When I arrived home, I was greeted at the front door. I got Ray's usual half-hearted tail-wag, the one that says "Oh, it's you again? I was hoping for someone better" but since I was carrying a sack of food, was then trailed by the hound into the kitchen.
Thinking I needed a laugh after my fruitless shopping expedition, I extracted a french fry ('chip' for the British contingent) and handed it to the Nose who was intently sniffing at the countertop where resided the sack. As expected, Ray, a dog of exquisite taste and sensibility, curled his lips back, took the fry gingerly between his teeth so that it could touch no part of his anatomy, and spat it contemptuously on the ground. I laughed.
I then took the remaining burger out of the bag, tore it in half, removed the bun, the pickle, and the ketchup and handed it to the dog. Ray, never having had a McDonalds cheeseburger before, took it suspiciously.

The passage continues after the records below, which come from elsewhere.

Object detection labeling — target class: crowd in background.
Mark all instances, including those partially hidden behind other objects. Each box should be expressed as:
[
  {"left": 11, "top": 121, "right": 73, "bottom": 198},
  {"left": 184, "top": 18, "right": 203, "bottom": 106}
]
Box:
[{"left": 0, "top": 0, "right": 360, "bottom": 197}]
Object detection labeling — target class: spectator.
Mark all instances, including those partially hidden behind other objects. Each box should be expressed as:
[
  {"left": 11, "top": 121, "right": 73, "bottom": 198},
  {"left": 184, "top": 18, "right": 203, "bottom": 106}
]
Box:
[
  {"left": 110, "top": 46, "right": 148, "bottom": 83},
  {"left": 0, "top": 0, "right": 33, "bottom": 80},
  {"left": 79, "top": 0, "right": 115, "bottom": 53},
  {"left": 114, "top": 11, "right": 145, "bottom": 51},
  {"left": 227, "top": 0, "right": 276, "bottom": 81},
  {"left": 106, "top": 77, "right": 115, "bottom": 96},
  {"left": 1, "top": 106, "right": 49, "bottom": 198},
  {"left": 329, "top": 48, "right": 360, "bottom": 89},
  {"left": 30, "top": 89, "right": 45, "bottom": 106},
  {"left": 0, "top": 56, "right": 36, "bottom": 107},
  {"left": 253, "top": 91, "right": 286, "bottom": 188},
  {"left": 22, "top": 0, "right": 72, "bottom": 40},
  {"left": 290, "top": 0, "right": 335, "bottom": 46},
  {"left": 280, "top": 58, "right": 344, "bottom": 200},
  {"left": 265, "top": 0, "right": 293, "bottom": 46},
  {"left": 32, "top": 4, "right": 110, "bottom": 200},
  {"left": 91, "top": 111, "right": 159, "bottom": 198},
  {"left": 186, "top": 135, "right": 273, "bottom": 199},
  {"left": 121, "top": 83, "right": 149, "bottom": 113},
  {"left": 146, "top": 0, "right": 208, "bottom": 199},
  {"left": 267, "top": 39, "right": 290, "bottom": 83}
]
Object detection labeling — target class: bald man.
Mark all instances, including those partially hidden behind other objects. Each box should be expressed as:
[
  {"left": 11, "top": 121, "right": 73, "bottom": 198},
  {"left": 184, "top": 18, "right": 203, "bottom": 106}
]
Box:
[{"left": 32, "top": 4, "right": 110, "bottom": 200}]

Holding it in his teeth by one edge, he flapped it up and down a bit then, determining through the flapping process that it was indeed food, Ray let the cheeseburger enter his mouth. A great display of head bobbing and theatrical chewing ensued. At length, the small piece of burger was consumed. What passes for cheese, however, was expelled as a slimy glob onto the kitchen floor. The discriminating dog had spoken loudly without uttering a sound.